With increasing frequency, Berkeleyside readers have been asking for updates on the camp, which they say has been growing. In May, it was one of the topics at a meeting about public safety issues that was organized by Councilwoman Linda Maio.
“The Gilman underpass is a disgrace for the homeless and other residents, and leaves our kids who play soccer at Gilman scared and anxious,” said one woman who wrote in recently. “The city does nothing but move that population around every so often.”
Read more about homelessness in Berkeley.
Another said he has seen what he believes to be bicycle chop shops, garbage and a growing number of tents in the area.
“When Cal Trans or the City removes the garbage it’s about 4 tons and they all just move right back in,” he said. “They need to go and I have contacted a Caltrans supervisor in this matter as I am sick of it.”
Caltrans spokeswoman RocQuel Johnson said Thursday that agency maintenance crews are scheduled to clean up the area twice a month, following written notification 72 hours prior. She said it’s just one of the many areas on a long list of places that need attention from Caltrans to address safety concerns, and that crews don’t always stick to the schedule depending on other demands.
Johnson said she had no details about Thursday’s operation but would attempt to find out more.

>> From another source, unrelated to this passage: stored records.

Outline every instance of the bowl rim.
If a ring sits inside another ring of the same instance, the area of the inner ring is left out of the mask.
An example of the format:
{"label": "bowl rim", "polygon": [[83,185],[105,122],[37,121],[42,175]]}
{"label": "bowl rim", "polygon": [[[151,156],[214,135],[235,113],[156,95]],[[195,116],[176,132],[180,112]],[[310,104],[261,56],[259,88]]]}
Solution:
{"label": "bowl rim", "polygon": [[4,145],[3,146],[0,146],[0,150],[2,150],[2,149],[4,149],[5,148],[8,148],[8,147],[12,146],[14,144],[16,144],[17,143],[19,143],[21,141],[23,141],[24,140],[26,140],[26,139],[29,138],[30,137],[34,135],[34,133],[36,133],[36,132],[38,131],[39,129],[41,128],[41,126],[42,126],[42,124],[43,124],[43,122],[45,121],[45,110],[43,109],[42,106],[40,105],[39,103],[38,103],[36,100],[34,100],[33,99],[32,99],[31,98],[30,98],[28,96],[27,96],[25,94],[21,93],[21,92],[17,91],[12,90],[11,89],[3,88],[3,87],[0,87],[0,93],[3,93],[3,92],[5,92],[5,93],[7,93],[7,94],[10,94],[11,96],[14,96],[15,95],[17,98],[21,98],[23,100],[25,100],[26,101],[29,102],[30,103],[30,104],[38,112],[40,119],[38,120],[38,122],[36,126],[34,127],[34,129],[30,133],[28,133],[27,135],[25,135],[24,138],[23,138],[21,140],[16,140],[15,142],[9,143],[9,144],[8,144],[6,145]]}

Hynes, from the city manager’s office, estimated that about 30 homeless people were on the scene when city workers showed up to begin the cleanup at 9 a.m. He said Caltrans had needed to access an underground vault in the area to help set up a camera that will be used for its East Bay corridor freeway messaging system.
Hynes said this was the largest, most coordinated effort he could recall to clean up the area. Problems had gotten so bad, he said, it required a large-scale response.
He said homeless residents were cooperative, piling up items they said could be removed, and taking other items to a different sidewalk location so crews could do their work. One woman did take the city up on its offer to help connect her with housing services, he added.
But there were other indications, he said, of rampant heroin use, as well as dead rats and human feces, particularly on the south side of the street. Hynes said many drivers passing through the area Thursday had honked in support and given the “thumbs up” sign to workers, asking why it had taken so long for the city to address the problem. Hynes said part of the issue was how much coordination it took to get everyone on board to respond.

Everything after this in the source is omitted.